Okay, this is my first attempt at a day log. I'm confining these to Live Journal. My more essay-like entries will continue on my Word Press diary on my web site. Let's see how these go.
I've now committed myself to going ice skating at the end of April as part of a work's outing. This should be a laugh. Yet another one of these first attempts at something I should have done as a child. The work's two resident skater boys are also going. Apparently, they're going to be showing everyone up. I'll just be happy if I don't fall and break my wrist. (Last weekend
taught me the dangers of landing wrongly.)
After work, I headed to Valvona and Crolla
to get the rest of my Dad's birthday present, to supplement the DVDs I've bought for him. Tbh, I'm not all that impressed with the place. It seems like it's good for certain things, specifically coffee, cold meats and cheese; but I get the impression that the shop is really just catering to those with £5 to burn on a jar of pasta sauce or someone who wants only the best olive oil (at £40 a litre) for their salad. Call me a philistine, but I couldn't tell it apart from the stuff I get from Lidl. I got my Dad several jars of antipasti, pickles and condiments, most of which I'm sure I paid too much for. For myself, I bought a bag of amaretti and a bar of 85% chocolate.
Of course, I couldn't resist the bevvy section, and picked up a bottle of Nocello walnut liqueur and W.L. Weller. I have still yet to see a shop that has a comprehensive bourbon selection, but on the other hand, this is the first time I've seen Weller in an offy. Weller being my current fallback bourbon at the Blue Blazer. Being very fruity, it reminds me a lot of a Lossie Speyside malt, but of course demonstrating the caramelly notes characteristic of bourbon, without letting those flavours overpower its own unique qualities.
Just to cheer me up, when I got home, my ticket to Dark City
Later tonight, I'm heading to the left bank to see a couple of bands playing. These are the groups of two guitarists / vocalists I heard play at the Listening Room in the 'Blazer on Sunday. Being a busy night, they only got to perform two songs apiece. I'm hoping that they will be able to play more than that tonight, as I enjoyed both of their sets, especially Ross's, and an expansion on what I heard is most definitely needed.
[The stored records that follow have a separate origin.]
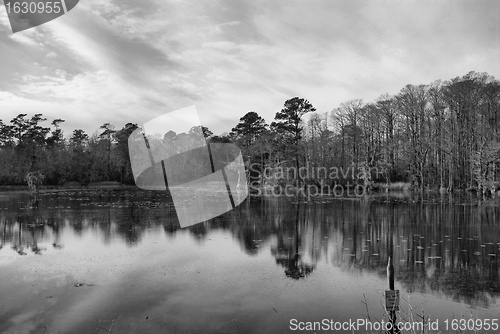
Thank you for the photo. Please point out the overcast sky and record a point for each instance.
(122, 61)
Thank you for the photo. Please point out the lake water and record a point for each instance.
(117, 260)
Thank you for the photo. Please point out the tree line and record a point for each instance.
(444, 135)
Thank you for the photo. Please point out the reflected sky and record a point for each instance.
(71, 261)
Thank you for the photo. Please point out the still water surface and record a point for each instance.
(74, 262)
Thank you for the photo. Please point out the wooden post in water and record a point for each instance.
(391, 295)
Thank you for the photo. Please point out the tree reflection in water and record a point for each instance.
(441, 246)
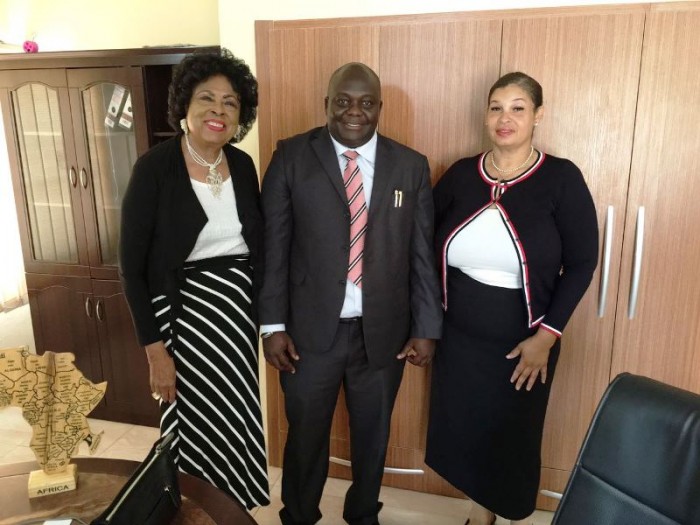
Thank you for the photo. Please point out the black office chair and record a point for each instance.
(640, 462)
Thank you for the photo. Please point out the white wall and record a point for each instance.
(68, 25)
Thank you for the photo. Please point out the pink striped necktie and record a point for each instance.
(352, 178)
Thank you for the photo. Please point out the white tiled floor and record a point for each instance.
(122, 441)
(119, 440)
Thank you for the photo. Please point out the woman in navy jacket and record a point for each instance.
(517, 241)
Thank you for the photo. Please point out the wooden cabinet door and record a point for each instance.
(109, 118)
(659, 335)
(41, 145)
(124, 363)
(588, 66)
(63, 312)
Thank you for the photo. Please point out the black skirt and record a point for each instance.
(484, 437)
(216, 415)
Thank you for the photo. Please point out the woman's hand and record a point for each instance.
(534, 353)
(162, 371)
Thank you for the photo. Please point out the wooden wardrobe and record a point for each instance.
(620, 86)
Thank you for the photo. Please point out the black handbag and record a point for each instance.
(151, 496)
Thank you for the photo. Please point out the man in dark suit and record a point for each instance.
(350, 289)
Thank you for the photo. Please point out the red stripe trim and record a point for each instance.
(520, 250)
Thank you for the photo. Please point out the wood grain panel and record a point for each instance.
(435, 81)
(663, 339)
(588, 66)
(301, 62)
(554, 480)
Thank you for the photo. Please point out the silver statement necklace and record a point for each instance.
(512, 170)
(214, 178)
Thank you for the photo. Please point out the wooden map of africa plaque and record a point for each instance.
(55, 399)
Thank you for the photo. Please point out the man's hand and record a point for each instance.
(418, 351)
(280, 352)
(161, 372)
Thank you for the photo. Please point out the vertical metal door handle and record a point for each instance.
(100, 310)
(88, 306)
(636, 263)
(605, 273)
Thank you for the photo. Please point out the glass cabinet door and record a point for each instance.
(103, 109)
(48, 178)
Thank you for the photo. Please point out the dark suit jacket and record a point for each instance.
(307, 236)
(161, 219)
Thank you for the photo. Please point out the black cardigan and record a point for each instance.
(551, 218)
(161, 220)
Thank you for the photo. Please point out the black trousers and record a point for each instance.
(310, 398)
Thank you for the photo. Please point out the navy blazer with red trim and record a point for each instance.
(549, 214)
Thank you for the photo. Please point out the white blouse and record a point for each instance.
(221, 234)
(485, 252)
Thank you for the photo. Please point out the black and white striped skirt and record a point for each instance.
(216, 416)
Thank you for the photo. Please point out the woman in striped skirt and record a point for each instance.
(190, 262)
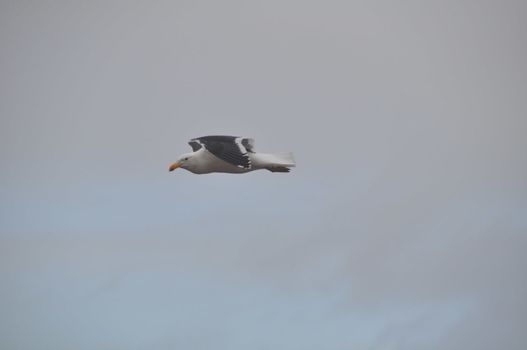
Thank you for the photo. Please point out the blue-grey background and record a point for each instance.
(404, 225)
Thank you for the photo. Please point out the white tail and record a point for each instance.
(275, 162)
(282, 159)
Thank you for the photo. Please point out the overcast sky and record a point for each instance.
(404, 225)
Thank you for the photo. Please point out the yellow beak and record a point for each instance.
(174, 166)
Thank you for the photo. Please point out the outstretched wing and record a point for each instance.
(228, 148)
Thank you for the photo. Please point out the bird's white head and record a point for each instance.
(185, 161)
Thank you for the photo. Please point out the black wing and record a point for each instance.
(228, 148)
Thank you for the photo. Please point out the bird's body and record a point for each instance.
(230, 154)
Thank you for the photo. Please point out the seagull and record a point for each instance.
(230, 154)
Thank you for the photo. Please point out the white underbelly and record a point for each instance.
(212, 164)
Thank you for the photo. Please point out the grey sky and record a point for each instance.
(403, 226)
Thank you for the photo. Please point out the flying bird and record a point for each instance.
(230, 154)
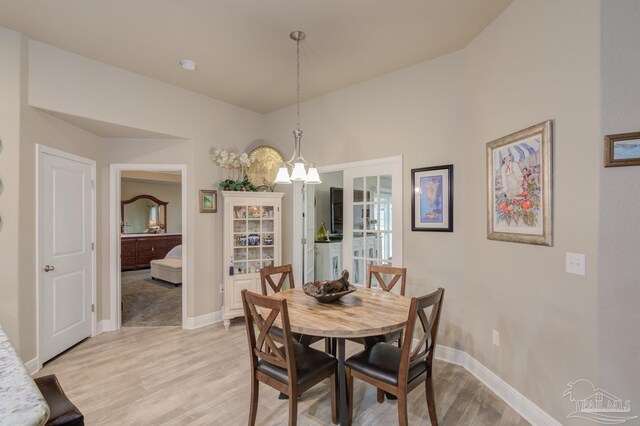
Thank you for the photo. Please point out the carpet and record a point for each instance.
(149, 303)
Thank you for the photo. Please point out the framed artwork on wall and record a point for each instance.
(432, 199)
(208, 201)
(622, 149)
(519, 186)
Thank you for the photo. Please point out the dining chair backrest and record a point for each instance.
(264, 345)
(424, 349)
(379, 271)
(267, 275)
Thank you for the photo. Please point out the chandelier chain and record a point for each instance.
(298, 80)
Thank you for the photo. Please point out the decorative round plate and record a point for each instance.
(265, 167)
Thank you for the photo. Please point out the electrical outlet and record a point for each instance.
(575, 263)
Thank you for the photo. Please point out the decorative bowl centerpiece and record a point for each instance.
(329, 291)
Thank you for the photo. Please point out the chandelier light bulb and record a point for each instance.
(313, 178)
(283, 175)
(298, 173)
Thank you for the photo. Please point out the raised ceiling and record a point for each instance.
(242, 47)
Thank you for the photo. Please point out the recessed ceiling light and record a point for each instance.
(188, 64)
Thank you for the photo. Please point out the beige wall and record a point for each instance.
(538, 60)
(619, 245)
(22, 128)
(67, 83)
(10, 87)
(164, 191)
(416, 112)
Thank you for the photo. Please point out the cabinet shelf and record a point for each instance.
(252, 241)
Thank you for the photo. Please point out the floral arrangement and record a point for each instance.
(231, 160)
(236, 165)
(524, 206)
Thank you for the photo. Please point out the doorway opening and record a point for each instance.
(360, 205)
(149, 223)
(150, 249)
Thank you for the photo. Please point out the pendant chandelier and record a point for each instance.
(297, 164)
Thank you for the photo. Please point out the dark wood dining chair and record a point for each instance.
(396, 274)
(283, 364)
(400, 370)
(386, 278)
(267, 275)
(284, 275)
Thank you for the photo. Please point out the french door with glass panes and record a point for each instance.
(372, 218)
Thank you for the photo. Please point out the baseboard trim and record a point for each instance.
(521, 404)
(104, 325)
(32, 366)
(203, 320)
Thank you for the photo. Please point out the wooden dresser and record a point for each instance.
(138, 250)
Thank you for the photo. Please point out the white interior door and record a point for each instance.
(372, 218)
(65, 219)
(309, 214)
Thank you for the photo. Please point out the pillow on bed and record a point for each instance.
(175, 253)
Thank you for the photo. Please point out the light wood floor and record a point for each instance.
(170, 376)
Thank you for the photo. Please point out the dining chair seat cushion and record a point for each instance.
(310, 363)
(382, 362)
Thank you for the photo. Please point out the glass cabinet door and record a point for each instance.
(253, 238)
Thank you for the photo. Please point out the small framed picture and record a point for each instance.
(622, 149)
(208, 201)
(432, 199)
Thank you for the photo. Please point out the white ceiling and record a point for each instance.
(242, 47)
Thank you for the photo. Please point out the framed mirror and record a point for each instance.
(143, 214)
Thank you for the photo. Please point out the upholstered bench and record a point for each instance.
(170, 268)
(62, 411)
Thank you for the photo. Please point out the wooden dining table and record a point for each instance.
(363, 313)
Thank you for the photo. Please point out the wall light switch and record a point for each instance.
(576, 263)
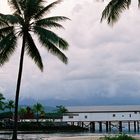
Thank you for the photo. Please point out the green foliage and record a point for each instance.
(114, 9)
(30, 18)
(118, 137)
(2, 104)
(9, 105)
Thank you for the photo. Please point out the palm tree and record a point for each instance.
(10, 105)
(38, 108)
(2, 104)
(30, 17)
(114, 8)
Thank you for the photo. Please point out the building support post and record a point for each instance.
(138, 126)
(92, 126)
(109, 126)
(120, 126)
(106, 126)
(82, 125)
(134, 126)
(129, 126)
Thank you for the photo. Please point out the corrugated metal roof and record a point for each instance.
(123, 108)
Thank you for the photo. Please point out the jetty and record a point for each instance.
(107, 116)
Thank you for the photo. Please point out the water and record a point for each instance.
(54, 136)
(46, 136)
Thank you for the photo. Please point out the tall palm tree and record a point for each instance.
(114, 8)
(38, 108)
(2, 104)
(30, 17)
(10, 105)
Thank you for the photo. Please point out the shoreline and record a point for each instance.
(69, 137)
(92, 137)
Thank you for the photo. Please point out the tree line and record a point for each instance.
(36, 111)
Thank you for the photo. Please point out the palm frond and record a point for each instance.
(33, 52)
(113, 10)
(6, 30)
(48, 24)
(7, 47)
(51, 21)
(32, 7)
(57, 18)
(15, 6)
(9, 19)
(46, 9)
(138, 3)
(52, 37)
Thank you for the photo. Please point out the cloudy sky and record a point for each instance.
(104, 61)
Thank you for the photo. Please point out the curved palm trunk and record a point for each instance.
(18, 90)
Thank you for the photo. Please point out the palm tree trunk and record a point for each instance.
(18, 90)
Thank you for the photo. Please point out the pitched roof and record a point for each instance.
(124, 108)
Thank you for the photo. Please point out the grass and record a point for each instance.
(118, 137)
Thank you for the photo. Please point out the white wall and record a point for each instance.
(119, 116)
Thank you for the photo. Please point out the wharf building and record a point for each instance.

I guess for someone who does it full time, writing must be a really tortuous profession. Truman Capote, in this film, comes across as hiding behind a mask behind a mask. Seeing a story about a quadruple murder in a small Kansas town, he endeavours to write an article about it, and article that develops into a non-fiction novel (the first, by his reckoning). In the course of his writing, he befriends the two murderers, one of whom, being well read and articulate, fires his imagination. His motive for the friendship is purely cynical, in fact, once he has what he needs, he even goes as far as cutting of the legal assistance he had been providing, in the hope that their execution will be speeded, allowing him to finish his story.
He lies and double deals, but ultimately, it transpires that his cynicism is yet another persona, adopted out of necessity, and one that he finds impossible to maintain. His affection for the killers gets the better of him, and eventually tears him apart as he awaits their execution. Throughout the film, he is portrayed as someone facing an uphill struggle to convince people that he is not as his high pitched voice would lead them to believe, but perhaps what has happened is that he has built himself up too far, and cracks in the facade, that would otherwise be healthy character flaws, grow too far and reveal the ill-structured person underneath.
None of this would be possible of course, without the excellent workmanship of Philip Seymour Hoffman. He plays to an archetype, but he is more than worthy of the task of making one feel for a character seen frequently in life in ways that are most definitely atypical. He gives the audience a perfect view into the character's head, and Capote provides the perfect stage for this understated grandstanding performance.
Syriana is the map to the underground railway system of an impossibly large city. As has been frequently stated, there is no way in which one can take in the whole thing at once. We see tiny snatches of criss-crossing disconnected lines, that look like they might be related, but can't see any connection. Their paths cross from time to time, and suggestions are made of how it all fits together. Then, inevitably, the connecting station is arrived at, and boom. Of course, complete comprehension never quite arrives, but we get a sense, and idea, of how this thing, far larger than any of ourselves, might fit together.
Syriana is about, among other things, the oil trade, geopolitics, ethics, espionage and fanaticism. It is, in every sense, a modern global epic; in the same way that Nixon and JFK are epics of mid-20th Century America. Where Syriana differs from Stone's book-end tales is that the individual characters are dwarfed by the story they inhabit.
Syriana gives as a real sense of the world we now live in. How no single person has a grasp upon it. How many try, and although their influence reaches far, often beyond their own ken, it is never enough to completely affect the sphere they wish to influence an a way that will satisfy. Corrupt polititians, idealistic proscecutors, naive but ambitious businessmen and acolyte fundamentalists all have a part to play, but what they play a part in has grown to such a state that the outcome will most likely (and probably thankfully) satisfy no-one.